Libyan Rebels: Street Fighting Engulfs Brega
Biggest offensive eastern Libya has seen in weeks
A rebel flag is installed at the tomb of a fighter killed during fighting with forces loyal to Moammar Gadhafi in rebel-held Benghazi, Libya, July 17, 2011
Last updated on: July 16, 2011 8:00 PM
Libyan rebels say they have entered the strategic oil port of Brega and are fighting street battles there with forces loyal to leader Moammar Gadhafi, the biggest offensive that eastern Libya has seen in weeks.
Reports from Brega Sunday described clashes in residential areas. Opposition leaders said at least 10 rebels have been killed in four days of fighting and 125 have been wounded. Casualty reports from the government side have been impossible to obtain.
Until Sunday, the rebel offensive to retake Brega had been limited mainly to mortar and rocket attacks from outside the city, as better-armed loyalists had slowed the rebel advance through the use of landmines and shelling. But Sunday's street fighting involved the use of machine guns at close range.
Brega is the site of a strategic oil terminal about 750 kilometers east of Tripoli. Rebels say re-taking the city would be a tipping point in the conflict on the eastern front.
The town has changed hands several times since the rebellion to oust Mr. Gadhafi began in February.

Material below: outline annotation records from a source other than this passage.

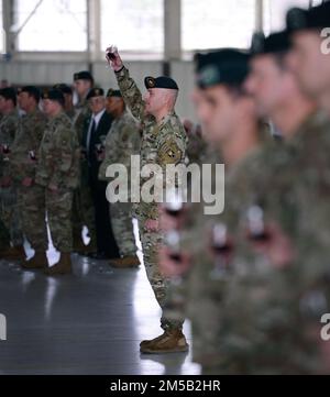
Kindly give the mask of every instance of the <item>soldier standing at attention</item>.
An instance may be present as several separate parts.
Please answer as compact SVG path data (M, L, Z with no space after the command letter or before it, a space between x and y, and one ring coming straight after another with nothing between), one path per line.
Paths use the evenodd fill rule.
M13 88L0 89L0 218L10 231L12 246L1 253L7 260L25 260L23 235L21 231L20 210L16 189L10 176L10 157L12 143L19 125L16 92Z
M12 178L18 186L23 233L35 251L33 258L23 265L25 268L47 265L44 189L35 185L38 150L47 123L46 115L38 109L40 98L41 92L34 86L23 87L19 93L19 104L25 115L20 120L10 159Z
M88 122L91 114L87 101L87 96L94 87L94 78L91 74L87 70L75 73L74 87L79 100L75 107L76 115L74 119L74 125L78 136L79 145L82 146L84 130L86 129L86 123ZM81 233L84 225L87 227L88 236L90 238L88 245L85 245L82 241ZM75 252L79 254L88 254L95 253L97 251L95 208L88 181L88 165L85 153L81 153L79 185L74 192L73 231Z
M47 275L72 273L72 207L79 180L79 144L69 118L64 113L64 96L53 89L43 96L50 121L40 148L35 183L44 188L45 208L54 247L61 258Z
M105 159L100 165L99 179L108 180L107 167L111 164L122 164L131 175L131 155L140 153L140 130L136 121L125 110L125 103L119 90L109 89L106 109L113 118L111 129L105 143ZM129 180L130 186L130 180ZM121 188L127 189L127 186ZM138 267L135 238L132 223L132 203L128 189L128 202L111 202L110 216L113 234L119 246L120 258L110 261L118 268Z
M130 77L117 49L112 47L110 66L116 73L123 99L133 113L142 122L141 167L145 164L157 164L163 169L167 164L180 164L186 156L186 133L174 111L178 95L177 84L169 77L146 77L144 79L147 93L145 98ZM142 179L143 180L143 179ZM141 181L142 181L141 180ZM155 297L163 309L168 298L169 279L162 276L158 264L158 249L163 243L163 233L158 224L156 202L141 200L134 206L139 220L140 239L143 250L147 278ZM142 341L142 353L169 353L188 350L183 333L183 321L162 316L161 327L164 333L153 340Z

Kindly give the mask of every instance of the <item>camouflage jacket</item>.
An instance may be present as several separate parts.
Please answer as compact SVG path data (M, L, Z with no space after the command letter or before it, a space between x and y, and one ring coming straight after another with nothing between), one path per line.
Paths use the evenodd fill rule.
M8 145L8 155L0 153L0 177L10 176L10 157L12 151L12 144L18 133L19 126L19 113L13 110L11 113L2 117L0 121L0 145Z
M76 188L79 180L80 148L68 117L61 112L51 119L38 152L35 180L61 188Z
M180 120L173 111L160 124L153 115L145 114L145 104L141 91L130 77L129 70L123 67L116 74L123 99L135 119L142 123L143 134L141 142L141 169L144 165L156 164L164 170L167 164L183 164L186 157L186 132ZM141 177L140 186L148 178ZM157 203L141 202L133 206L139 219L156 219Z
M10 158L11 174L16 181L25 177L34 179L37 154L47 123L46 115L36 109L20 119Z
M81 145L86 120L91 115L87 100L80 101L75 107L75 117L72 119L77 131L78 142Z

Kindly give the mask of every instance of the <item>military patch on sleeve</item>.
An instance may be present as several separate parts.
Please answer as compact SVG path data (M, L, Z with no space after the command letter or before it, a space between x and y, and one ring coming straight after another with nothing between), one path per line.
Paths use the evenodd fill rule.
M183 157L183 151L174 140L166 141L158 150L158 161L161 164L176 164Z

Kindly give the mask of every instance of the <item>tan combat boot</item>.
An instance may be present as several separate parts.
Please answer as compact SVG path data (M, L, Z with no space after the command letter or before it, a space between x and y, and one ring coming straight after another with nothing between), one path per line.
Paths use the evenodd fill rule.
M10 246L2 252L3 258L8 261L25 261L26 254L23 245Z
M70 253L62 253L59 261L56 263L56 265L48 267L45 271L45 274L47 276L57 276L63 274L72 274L73 273L73 264L72 264L72 257Z
M164 333L162 333L160 337L157 338L154 338L154 339L146 339L144 341L142 341L140 343L140 350L143 348L146 348L146 346L150 346L151 344L155 343L155 342L158 342L161 339L165 338L166 335L166 331L164 331Z
M23 268L46 268L48 264L45 252L35 252L34 256L22 264Z
M129 268L129 267L139 267L140 260L136 255L124 256L118 260L109 261L110 265L116 268Z
M89 252L91 252L91 247L89 245L90 244L85 245L81 239L76 240L74 243L74 252L80 255L88 254Z
M147 354L187 352L188 349L186 338L179 329L166 330L163 335L140 346L141 353Z

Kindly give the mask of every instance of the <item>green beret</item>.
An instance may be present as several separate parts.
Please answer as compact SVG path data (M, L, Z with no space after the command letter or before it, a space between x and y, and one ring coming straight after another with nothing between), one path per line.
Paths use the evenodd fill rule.
M108 89L107 98L110 98L110 97L122 98L122 95L119 89L110 88L110 89Z
M30 96L34 97L37 102L40 101L41 91L35 86L24 86L18 90L18 93L21 92L28 92Z
M55 84L53 86L53 88L55 89L59 89L59 91L62 91L63 93L68 93L68 95L73 95L73 89L70 86L64 84L64 82L59 82L59 84Z
M103 97L105 90L102 88L96 87L92 88L89 92L86 99L95 98L95 97Z
M330 27L330 2L327 1L309 10L290 9L286 14L286 26L289 32Z
M74 81L76 80L89 80L89 81L94 81L94 78L90 74L90 71L88 70L82 70L82 71L78 71L74 74Z
M285 53L290 49L292 43L288 31L272 33L267 37L262 32L253 34L251 56Z
M174 81L173 78L167 76L160 76L160 77L151 77L147 76L144 78L144 85L146 89L150 88L167 88L167 89L176 89L178 90L177 84Z
M64 106L64 95L62 91L59 91L59 89L53 88L47 91L44 91L42 98L57 101L59 104Z
M195 55L196 82L200 88L219 84L238 86L249 74L249 54L224 48Z

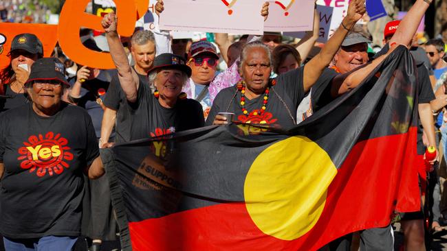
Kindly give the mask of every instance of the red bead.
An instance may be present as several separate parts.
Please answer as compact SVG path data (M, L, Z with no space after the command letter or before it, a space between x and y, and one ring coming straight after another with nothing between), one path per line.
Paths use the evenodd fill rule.
M242 84L242 83L239 82L239 83L237 83L237 89L241 91L241 90L242 90L242 88L243 87L243 85Z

NATO warplanes bombed targets near the Libyan capital Sunday, a day after hitting pro-Gadhafi armored vehicles and rocket launchers near Brega.
The latest NATO air strikes shook the eastern outskirts of Tripoli before dawn. It was not immediately clear what targets were struck or whether there were any casualties. Mr. Gadhafi's forces have waged a five-month battle against rebels trying to end his 42-year-long autocratic rule.
Opposition forces who control most of eastern Libya and parts of the west are trying to advance on Tripoli from both fronts with the help of NATO air strikes on pro-government troops.
NATO reported hitting a range of Libyan military targets near Tripoli on Saturday, including a storage facility, three radar installations and a surface-to-air missile launcher.
Mr. Gadhafi has made a series of defiant speeches in the past week, vowing not to leave power as demanded by the rebels and Western allies.
Beginning Thursday, thousands of portrait-waving, pro-Gadhafi demonstrators have gathered amid a sea of green flags in the towns of Ajaylat, Zlitan and then Zawiya. The Libyan leader's words boomed from massive speakers during each rally.
The rebels won a diplomatic boost on Friday when representatives of 30 nations meeting in Istanbul declared the rebel Transitional National Council to be Libya's legitimate authority.